Previously, other authors have demonstrated that monoterpenes are emitted mostly from rose petals [41] and that peaking of floral fragrance in mature flowers enhances pollination efficiency [42,43]. In Rosa damascena, the main volatiles increase in the early stage flower development, peak in a second stage, decreasing thereafter [44]. Li et al. [45] for Luculia pinceana considered four stages of flower development (bud, initial-flowering, full-flowering and end-flower) showing that floral scent emission had its peak level at the initial-flowering stage; an identical result was obtained one year later by the same group for Luculia yunnanensis flowers [46]. In the case of tepals of Magnolia denudata the highest amount of volatiles and strongest aroma intensity are at the semi open stage [47]. Instead, Yu et al. [48] monitored volatile organic compounds emitted from Jasminum sambac ‘Bifoliatum’ flowers at five developmental stages (closed bud stage, start opening, opening, fully opened, start senescence) demonstrating a higher production of volatiles at flower opening.
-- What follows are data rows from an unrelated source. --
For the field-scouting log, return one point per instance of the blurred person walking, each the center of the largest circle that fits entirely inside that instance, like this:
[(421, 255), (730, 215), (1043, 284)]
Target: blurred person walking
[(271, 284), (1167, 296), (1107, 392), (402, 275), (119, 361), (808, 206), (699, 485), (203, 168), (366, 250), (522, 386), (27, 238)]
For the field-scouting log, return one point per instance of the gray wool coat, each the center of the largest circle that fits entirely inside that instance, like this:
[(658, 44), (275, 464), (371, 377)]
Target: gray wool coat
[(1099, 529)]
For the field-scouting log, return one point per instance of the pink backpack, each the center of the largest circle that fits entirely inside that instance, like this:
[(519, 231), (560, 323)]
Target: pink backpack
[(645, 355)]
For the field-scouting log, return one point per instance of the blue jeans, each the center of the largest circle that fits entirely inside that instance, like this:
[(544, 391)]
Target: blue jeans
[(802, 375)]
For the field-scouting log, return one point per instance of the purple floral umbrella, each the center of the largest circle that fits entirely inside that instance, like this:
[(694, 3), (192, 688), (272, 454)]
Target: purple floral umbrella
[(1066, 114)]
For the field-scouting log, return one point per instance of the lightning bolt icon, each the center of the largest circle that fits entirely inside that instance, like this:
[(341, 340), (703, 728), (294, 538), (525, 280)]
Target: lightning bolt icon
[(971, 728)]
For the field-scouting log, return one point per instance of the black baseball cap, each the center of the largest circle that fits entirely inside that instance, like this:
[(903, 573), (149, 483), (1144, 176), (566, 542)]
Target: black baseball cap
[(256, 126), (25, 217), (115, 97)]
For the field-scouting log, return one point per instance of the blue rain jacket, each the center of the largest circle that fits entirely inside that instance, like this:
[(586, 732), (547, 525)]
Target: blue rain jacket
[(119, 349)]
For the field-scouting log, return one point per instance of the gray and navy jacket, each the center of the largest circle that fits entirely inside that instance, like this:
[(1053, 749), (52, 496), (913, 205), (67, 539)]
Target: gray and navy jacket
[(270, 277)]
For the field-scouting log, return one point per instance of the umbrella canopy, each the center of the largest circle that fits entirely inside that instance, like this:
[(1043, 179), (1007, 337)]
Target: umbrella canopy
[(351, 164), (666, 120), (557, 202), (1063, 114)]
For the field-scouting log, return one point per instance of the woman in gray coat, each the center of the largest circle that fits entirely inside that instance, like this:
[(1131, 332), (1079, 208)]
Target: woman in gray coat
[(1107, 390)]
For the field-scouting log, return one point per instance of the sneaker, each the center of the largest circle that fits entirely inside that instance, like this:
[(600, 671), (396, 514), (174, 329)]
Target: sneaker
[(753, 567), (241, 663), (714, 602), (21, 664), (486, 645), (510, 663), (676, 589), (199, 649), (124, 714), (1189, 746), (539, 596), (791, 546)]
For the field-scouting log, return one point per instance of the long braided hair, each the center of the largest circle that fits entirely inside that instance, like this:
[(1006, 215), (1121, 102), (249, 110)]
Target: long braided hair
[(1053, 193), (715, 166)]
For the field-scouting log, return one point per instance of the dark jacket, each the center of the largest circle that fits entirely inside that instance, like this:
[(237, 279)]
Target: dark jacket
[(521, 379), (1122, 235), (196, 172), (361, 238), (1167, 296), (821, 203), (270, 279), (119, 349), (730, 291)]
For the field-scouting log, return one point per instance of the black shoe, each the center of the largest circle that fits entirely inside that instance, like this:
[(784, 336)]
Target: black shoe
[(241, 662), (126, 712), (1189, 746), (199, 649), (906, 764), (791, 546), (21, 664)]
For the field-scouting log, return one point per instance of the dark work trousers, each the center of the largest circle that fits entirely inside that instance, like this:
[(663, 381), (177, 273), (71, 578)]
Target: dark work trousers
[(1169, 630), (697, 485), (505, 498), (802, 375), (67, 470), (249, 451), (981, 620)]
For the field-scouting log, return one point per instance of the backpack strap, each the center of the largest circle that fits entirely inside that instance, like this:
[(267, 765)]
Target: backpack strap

On the contrary, the flowers of the orchid Phalaenopsis bellina emit volatiles mainly at the stage of full bloom (3 stages: flower bud, partial bloom, full bloom) [49]; a similar result was also obtained by Bera et al. [50] for Zygopetalum maculatum.

5. Conclusions

In conclusion, P. ‘Endsleigh’ flowers represent a good source of valuable VOCs and they could be suitable ingredients for new foods or cosmetics being rich in chemical compounds and antioxidant activities. Regardless, the presence of the different volatiles varies in relation to the flower development stage as the production of volatile compounds is maximum at mature bud stage and they are mainly emitted by sepals; the consequence of this regarding the use of edible flowers is that they should be harvested at the specific stage, taking care not to remove the flower organ most responsible for the production of volatile compounds.